In Gods of the Upper Air (Penguin/Random House, 2019), Charles King unveils the story behind the early twentieth century’s revolution in cultural anthropology. Led by Franz Boas and his students, these social scientists used their research to confront and debunk the theories of racial science that structured social and political life in the United States and around the globe. Asserting that racial categories were biological fictions and cultural hierarchies were matters of historical circumstance, anthropologists created the principles by which rights and freedoms could be understood as principles for equality and social justice.

Zach Schwab [ZS]: In the Acknowledgements section of this book you attribute the original inspiration behind it to a series of conversations that you had with your wife. I was wondering if you could elaborate on how that took place, and maybe the moment when you first realized that this was a book you wanted to write.

Charles King [CK]: Yeah. Well, every home should have a house anthropologist, it’s a very useful thing to have (laughing).

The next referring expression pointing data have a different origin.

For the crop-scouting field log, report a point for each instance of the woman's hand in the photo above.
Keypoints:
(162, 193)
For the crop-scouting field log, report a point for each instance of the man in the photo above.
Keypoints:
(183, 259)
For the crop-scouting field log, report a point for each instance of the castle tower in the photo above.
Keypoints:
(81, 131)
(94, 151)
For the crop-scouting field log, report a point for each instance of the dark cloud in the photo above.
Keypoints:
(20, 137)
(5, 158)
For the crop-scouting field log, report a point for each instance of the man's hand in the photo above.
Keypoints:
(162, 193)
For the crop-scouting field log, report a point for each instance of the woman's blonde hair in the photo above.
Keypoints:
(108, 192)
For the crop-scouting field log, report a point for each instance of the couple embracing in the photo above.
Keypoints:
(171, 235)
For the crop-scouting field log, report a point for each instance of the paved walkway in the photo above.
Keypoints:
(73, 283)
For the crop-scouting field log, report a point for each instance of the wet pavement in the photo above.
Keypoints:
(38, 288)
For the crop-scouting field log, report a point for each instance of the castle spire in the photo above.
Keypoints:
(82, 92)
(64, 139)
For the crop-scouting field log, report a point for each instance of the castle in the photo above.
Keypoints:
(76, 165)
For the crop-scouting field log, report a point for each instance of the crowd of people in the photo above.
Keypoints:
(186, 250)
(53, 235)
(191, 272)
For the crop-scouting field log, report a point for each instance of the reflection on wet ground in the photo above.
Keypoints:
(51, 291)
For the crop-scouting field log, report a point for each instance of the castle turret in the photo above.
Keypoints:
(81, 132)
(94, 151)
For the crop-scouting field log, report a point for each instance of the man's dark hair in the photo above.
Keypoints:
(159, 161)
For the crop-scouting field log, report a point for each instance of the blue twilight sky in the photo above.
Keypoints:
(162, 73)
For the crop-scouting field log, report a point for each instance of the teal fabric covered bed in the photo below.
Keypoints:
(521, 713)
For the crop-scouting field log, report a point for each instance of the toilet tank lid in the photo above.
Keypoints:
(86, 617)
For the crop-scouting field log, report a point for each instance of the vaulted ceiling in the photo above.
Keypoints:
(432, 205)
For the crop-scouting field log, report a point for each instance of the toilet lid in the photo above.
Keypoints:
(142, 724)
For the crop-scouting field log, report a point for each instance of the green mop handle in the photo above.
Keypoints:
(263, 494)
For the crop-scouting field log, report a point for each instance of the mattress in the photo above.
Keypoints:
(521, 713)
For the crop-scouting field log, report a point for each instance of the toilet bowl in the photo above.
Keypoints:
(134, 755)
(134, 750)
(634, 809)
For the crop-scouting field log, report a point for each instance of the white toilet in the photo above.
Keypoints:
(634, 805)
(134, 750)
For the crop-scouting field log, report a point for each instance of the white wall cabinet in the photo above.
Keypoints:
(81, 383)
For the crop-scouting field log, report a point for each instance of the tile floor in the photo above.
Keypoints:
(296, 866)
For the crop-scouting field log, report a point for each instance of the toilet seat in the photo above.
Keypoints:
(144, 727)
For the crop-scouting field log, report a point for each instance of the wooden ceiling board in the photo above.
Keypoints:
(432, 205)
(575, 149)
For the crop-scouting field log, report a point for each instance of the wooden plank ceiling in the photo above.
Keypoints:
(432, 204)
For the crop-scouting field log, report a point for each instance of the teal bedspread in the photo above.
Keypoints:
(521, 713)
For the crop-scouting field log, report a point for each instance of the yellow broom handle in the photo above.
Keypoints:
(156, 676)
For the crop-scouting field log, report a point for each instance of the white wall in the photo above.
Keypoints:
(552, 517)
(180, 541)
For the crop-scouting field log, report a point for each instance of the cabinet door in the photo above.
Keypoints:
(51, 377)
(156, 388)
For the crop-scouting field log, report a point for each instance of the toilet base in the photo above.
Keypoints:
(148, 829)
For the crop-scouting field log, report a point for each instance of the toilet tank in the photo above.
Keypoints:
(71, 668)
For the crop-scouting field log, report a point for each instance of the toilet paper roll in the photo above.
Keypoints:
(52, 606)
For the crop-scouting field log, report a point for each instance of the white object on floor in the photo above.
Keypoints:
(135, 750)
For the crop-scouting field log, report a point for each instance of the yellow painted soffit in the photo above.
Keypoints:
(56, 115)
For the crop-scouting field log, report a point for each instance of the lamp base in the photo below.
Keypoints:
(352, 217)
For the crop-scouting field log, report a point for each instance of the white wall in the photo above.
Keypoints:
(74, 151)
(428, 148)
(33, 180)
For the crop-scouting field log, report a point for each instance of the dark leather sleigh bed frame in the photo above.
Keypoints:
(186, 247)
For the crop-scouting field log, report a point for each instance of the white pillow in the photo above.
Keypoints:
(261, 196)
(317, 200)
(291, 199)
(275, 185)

But I think over the years I had written a number of different books about various forms of human difference, especially contexts in which forms of difference seem to lead to really awful ends – ethnic conflict in Syria, the civil wars in the Caucasus and elsewhere – and I think that in different combinations across my lifetime what I became able to see is that the stuff I was really interested in is where those issues of human difference come from, and how we raise up these imagined, constructed human divides and dividing lines in human society to the level of high politics.

And what I realized over time too was that I had a story here. And I thought, in conversations with my wife and other anthropologists, I remember being just arrested by the way in which they had the ability to overturn a way of seeing the world.

Let me give you a practical example that’s one of the most brilliant things she’s ever said to me – she’s so smart. We were having some conversation about drawing. I can’t draw, I’m a terrible drawer. And I said, “Gosh, why is it that horses are so hard to draw? I mean, they shouldn’t be any harder than a rabbit or a dog, but I keep having trouble drawing a horse, why is that?” And she said, “Well horses aren’t any harder to draw than rabbits or dogs, it’s just that we care more about what they look like.” And I thought “Oh my god, that’s absolutely brilliant!” and it seemed so anthropological to me to go from this statement which you think is a matter of, “Well, do you have the manual dexterity or whatever to draw this or that part of the animal” or “Horses must be very oddly or complexly shaped to be so hard to draw” – well, it’s not that at all, it’s because you care about what it looks like.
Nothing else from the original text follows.